I have a TensorRT engine of a network optimized to FP16 precision. The original network from which I built the engine has weights represented as FP32. I now want to feedforward the engine with an input tensor. I know all the steps from allocating buffers to memcpying the output device buffers to the host buffers but I am missing some crucial pieces of information about inputting and outputting this TensorRT engine:

  • When I input a tensor to the engine is it implicitly converted to FP16 in the engine before feedforward or I need to manually convert the input tensor from FP32 to FP16?
  • When I extract the output the from the engine is it implicitly converted back to FP32 or I need to convert it back to FP32 manually?

Thanks,

Yinon

Hi,

Input and Output gets automatically converted to FP16 and FP32 respectively by TRT engine.

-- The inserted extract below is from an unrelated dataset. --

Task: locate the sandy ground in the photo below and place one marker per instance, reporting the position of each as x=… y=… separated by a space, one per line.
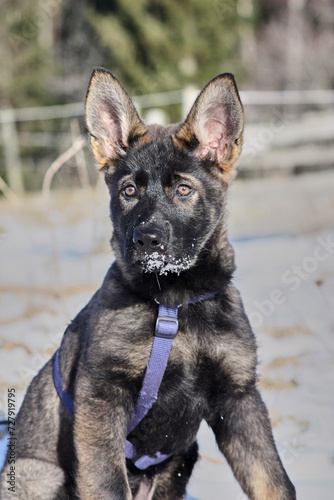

You can also use reformat free IO which is new feature added in TRT-6 so that you can feed tensor original fp16.
Please refer to below sample:
https://github.com/NVIDIA/TensorRT/blob/07ed9b57b1ff7c24664388e5564b17f7ce2873e5/samples/opensource/sampleReformatFreeIO/README.md

Thanks

Yay!

Thanks for your suggestion. I currently have an earlier version of TRT (either 4 or 5, not sure) on my Jetson Nano but am not sure about updating it to a later version mainly because of the need of backward compatibility to several applications I have. Can updating to TRT 6 break compatibility to applications relying on previous versions of TRT?

Thanks,

Yinon

Hi,

You can just use FP32 input as well and TRT will do the convert job.
It was just an additional alternative.

Since I am not aware of your set-up, will recommend to 1st try with FP32 inputs.

Before updating, please refer the support matrix to check compatibility:
https://docs.nvidia.com/deeplearning/sdk/tensorrt-archived/tensorrt-601/tensorrt-support-matrix/index.html

Also, JetPack 4.3 Developer Preview, which is packaged with TRT6 is available as a beta. https://developer.nvidia.com/jetpack-4_3_DP

Stay tuned for official production release of Jetpack 4.3.

Thanks